If that's clear, we just need to know how to scale things that are farther away from or closer to the eye than the screen. The answer is that point (x,y,z) maps to pixel (512+x*1000/(z+1000), 384-y*1000/(z+1000)). You can convince yourself that this is correct by making a picture of the situation (I suggest from above, to get the formula for the x coordinate) and using triangle similarity.

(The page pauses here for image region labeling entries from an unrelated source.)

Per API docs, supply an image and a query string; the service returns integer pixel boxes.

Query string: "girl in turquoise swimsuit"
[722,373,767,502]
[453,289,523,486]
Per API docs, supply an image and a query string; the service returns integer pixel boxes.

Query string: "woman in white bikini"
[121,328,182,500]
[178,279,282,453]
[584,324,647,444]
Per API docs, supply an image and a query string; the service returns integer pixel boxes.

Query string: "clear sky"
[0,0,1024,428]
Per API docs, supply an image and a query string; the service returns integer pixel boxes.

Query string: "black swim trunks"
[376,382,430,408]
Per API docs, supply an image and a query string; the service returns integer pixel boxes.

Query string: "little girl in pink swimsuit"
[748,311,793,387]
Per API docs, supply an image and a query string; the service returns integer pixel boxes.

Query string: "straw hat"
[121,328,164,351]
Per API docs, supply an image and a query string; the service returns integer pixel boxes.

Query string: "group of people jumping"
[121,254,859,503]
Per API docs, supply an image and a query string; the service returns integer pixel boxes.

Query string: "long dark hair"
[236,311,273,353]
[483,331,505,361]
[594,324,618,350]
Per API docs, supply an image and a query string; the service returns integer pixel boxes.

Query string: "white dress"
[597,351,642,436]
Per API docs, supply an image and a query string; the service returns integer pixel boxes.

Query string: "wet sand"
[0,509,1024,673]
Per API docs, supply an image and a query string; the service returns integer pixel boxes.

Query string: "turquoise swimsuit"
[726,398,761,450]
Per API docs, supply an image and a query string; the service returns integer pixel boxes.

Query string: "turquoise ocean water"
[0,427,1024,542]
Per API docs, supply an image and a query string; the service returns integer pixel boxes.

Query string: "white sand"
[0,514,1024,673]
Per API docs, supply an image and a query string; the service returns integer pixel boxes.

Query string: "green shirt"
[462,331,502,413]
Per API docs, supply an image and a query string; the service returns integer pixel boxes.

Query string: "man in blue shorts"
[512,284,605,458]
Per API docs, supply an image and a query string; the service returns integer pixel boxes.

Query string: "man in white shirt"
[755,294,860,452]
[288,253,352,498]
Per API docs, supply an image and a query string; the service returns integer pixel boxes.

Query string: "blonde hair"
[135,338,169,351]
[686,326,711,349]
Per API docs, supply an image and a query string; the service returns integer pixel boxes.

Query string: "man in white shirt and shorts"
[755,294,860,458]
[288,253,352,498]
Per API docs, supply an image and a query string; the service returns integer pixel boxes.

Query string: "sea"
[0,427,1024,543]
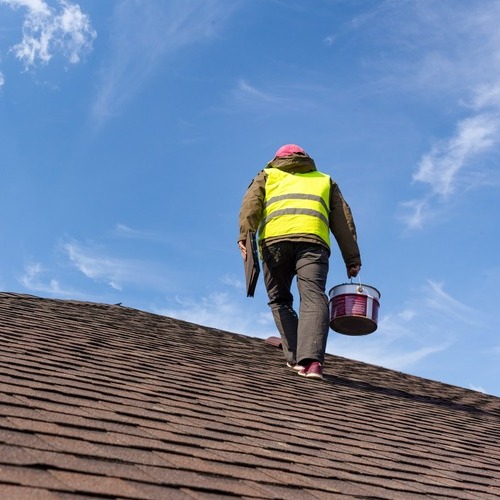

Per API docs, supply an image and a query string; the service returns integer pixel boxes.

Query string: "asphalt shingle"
[0,293,500,499]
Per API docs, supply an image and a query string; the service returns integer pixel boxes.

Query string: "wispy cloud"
[19,262,78,297]
[328,280,483,371]
[92,0,239,123]
[0,0,96,69]
[413,114,500,197]
[62,241,172,291]
[394,2,500,229]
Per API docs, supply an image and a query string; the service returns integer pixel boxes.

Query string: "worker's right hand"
[238,240,247,260]
[347,266,361,278]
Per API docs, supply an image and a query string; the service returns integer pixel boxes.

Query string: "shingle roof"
[0,293,500,500]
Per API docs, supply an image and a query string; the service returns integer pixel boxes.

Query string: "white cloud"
[92,0,239,123]
[0,0,96,69]
[62,241,174,291]
[19,263,76,297]
[328,280,484,371]
[413,114,500,197]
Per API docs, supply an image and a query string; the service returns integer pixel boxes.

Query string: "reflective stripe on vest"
[259,168,331,246]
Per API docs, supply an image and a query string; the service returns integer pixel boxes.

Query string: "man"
[238,144,361,379]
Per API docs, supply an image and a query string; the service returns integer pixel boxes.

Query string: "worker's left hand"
[347,266,361,278]
[238,240,247,260]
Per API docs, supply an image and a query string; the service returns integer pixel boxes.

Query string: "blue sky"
[0,0,500,396]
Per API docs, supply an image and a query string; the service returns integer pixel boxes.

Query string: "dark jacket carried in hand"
[238,154,361,267]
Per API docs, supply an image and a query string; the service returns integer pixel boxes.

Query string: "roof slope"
[0,293,500,500]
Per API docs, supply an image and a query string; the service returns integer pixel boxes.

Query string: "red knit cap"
[274,144,307,156]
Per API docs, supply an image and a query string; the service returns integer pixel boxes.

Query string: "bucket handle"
[351,274,363,293]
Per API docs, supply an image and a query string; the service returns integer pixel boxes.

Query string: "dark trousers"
[262,241,329,365]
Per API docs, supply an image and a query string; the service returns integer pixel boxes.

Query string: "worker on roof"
[238,144,361,379]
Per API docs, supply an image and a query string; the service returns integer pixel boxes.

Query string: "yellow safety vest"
[259,168,331,247]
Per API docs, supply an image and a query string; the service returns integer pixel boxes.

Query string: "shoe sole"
[298,372,323,380]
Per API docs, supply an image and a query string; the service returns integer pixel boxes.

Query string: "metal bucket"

Now you need to know how to handle other camera positions and angles. Let's handle yaw first. You can rotate the whole world around the origin on the XY plane by using these formulas:

x' = x * cos(angle) - y * sin(angle)

y' = x * sin(angle) + y * cos(angle)

Do that to every point in the scene and your whole world has now rotated around the origin. If you want the rotation to happen around any other point, first subtract the coordinates of the center of rotation, then rotate, then add them back. In particular, you can now perform rotations around the camera, which has the same effect as rotating the camera.

For pitch you can do the same thing in the YZ plane. The order of rotations does matter. You probably want to apply pitch first and then yaw, but if that doesn't do what you want, reverse the order.

Moving the camera around is pretty easy, since all you have to do is -again- move the whole world in the opposite direction, by subtracting some vector from every point.

That's the closest I can get to "simplified math". I hope it helps. But you should really really try to find a gentle introduction to the algebra of matrices and vectors and try to understand the formulas you've found in other places.